Trelleborg : quand le travail mutile
A Carquefou, depuis un an les usines Draftex sont suédoises suite au rachat des sites par Trelleborg. Mais derrière les murs repeints rien n’a changé. La qualité des conditions de travail demeure la préoccupation majeure. Les TMS déclenchent chaque année la reconnaissance de cas de maladies professionnelles. Devant les autoclaves ou les postes de finition, les gestes répétitifs se multiplient. Lame de cutter appuyée des milliers de fois ou encore assemblage de pièces d’amortisseurs. Les muscles comme les articulations sont meurtris. La douleur lancinante se transforme en handicap. Aux portes des autoclaves la technique et la force sont requises. Les arrêts maladie ne s’y comptent plus. Alors la gestion du personnel a doucement glissé vers la mise en place de l’intérim. La sous-traitance massive se retrouve aussi dans un atelier qui occupe les salariés d’un Cat (Centre d’aide par le travail) installé à demeure. « La direction voudrait sous-traiter les risques et leurs conséquences qu’elle ne s’y prendrait pas autrement » affirment les délégués de l’entreprise.
Cholet : agir avec le CHSCT
A Cholet, le bilan 1998 du CHSCT (Comité d’hygiène, de sécurité et des conditions de travail) révèle que 223 intérimaires ont totalisé 459 accidents du travail. Pour la même période, les 1 578 salariés en CDI ont été victimes de 320 accidents. En moyenne un accident pour cinq salariés, soit dix fois moins que pour les intérimaires.
Les élus CFDT du CHSCT Michelin proposent la création d’une commission d’accueil et de suivi des intérimaires. Simultanément une enquête est lancée. Elle va souligner un fossé des générations entre les « michelin » dont la moyenne d’âge est de 47 ans et des intérimaires âgés de 20 ans. Elle fait aussi état d’un fossé culturel entre les « locaux » et des intérimaires venus de Nantes ou bien de Lille. L’intérimaire est un peu le corps étranger. A ce constat s’ajoute l’insuffisance de la formation. « On a vu un intérimaire embauché à 5 heures qui se blesse à 5 h 10. Remplacé à 5 h 15 par un autre intérimaire qui se blesse lui-même dix minutes plus tard ».

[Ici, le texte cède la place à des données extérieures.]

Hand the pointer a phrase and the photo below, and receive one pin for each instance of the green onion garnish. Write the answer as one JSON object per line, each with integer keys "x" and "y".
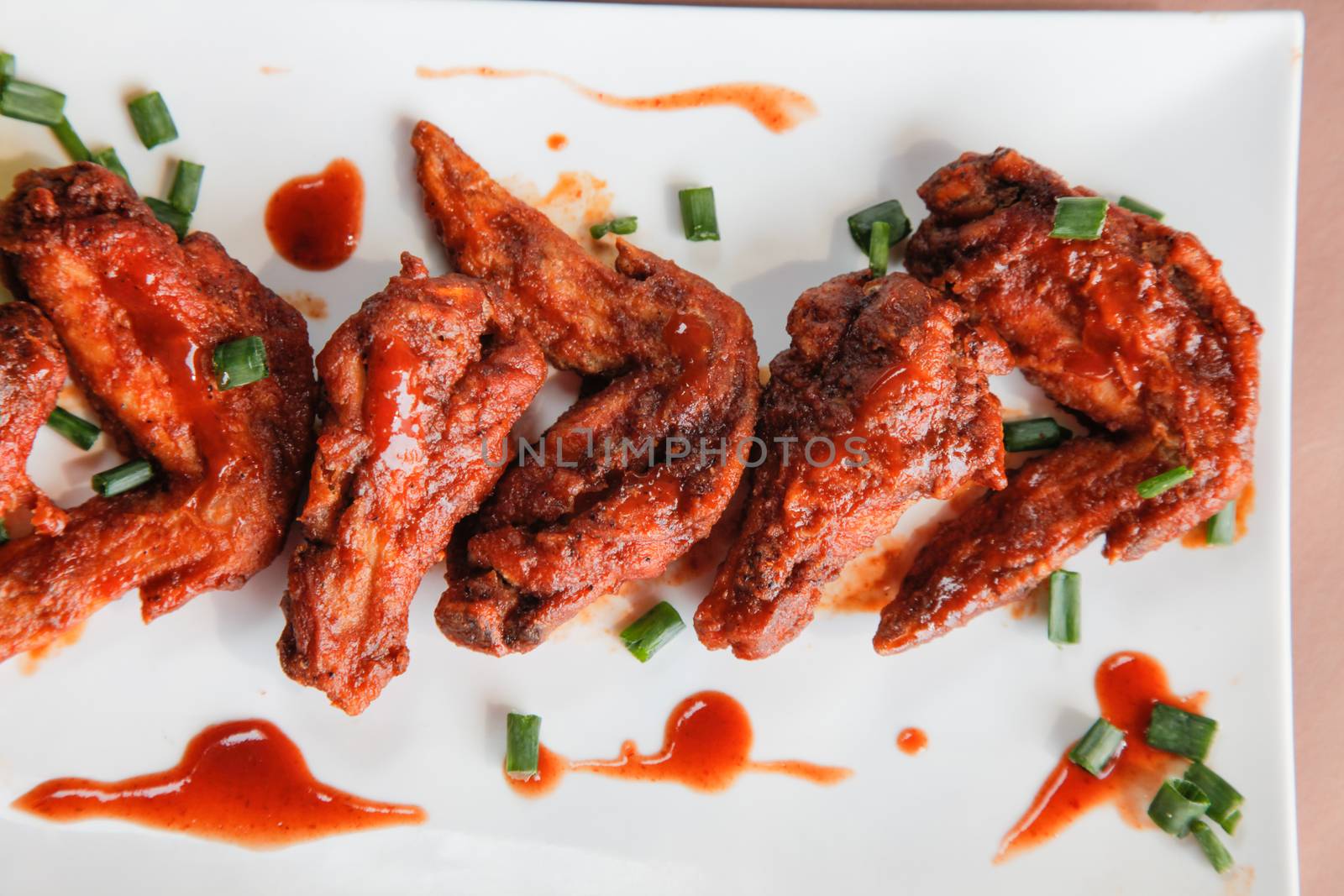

« Un intérimaire n’est pas un homme à tout faire. Son statut précaire en fait un travailleur plus vulnérable ». Les interventions de la CFDT sont entendues et les mesures de prévention proposées par la commission d’enquête sont mises en œuvre. La direction reconnaît le bien fondé de l’action des élus au CHSCT. Aujourd’hui le taux d’accidents est redescendu au niveau de celui des salariés permanents.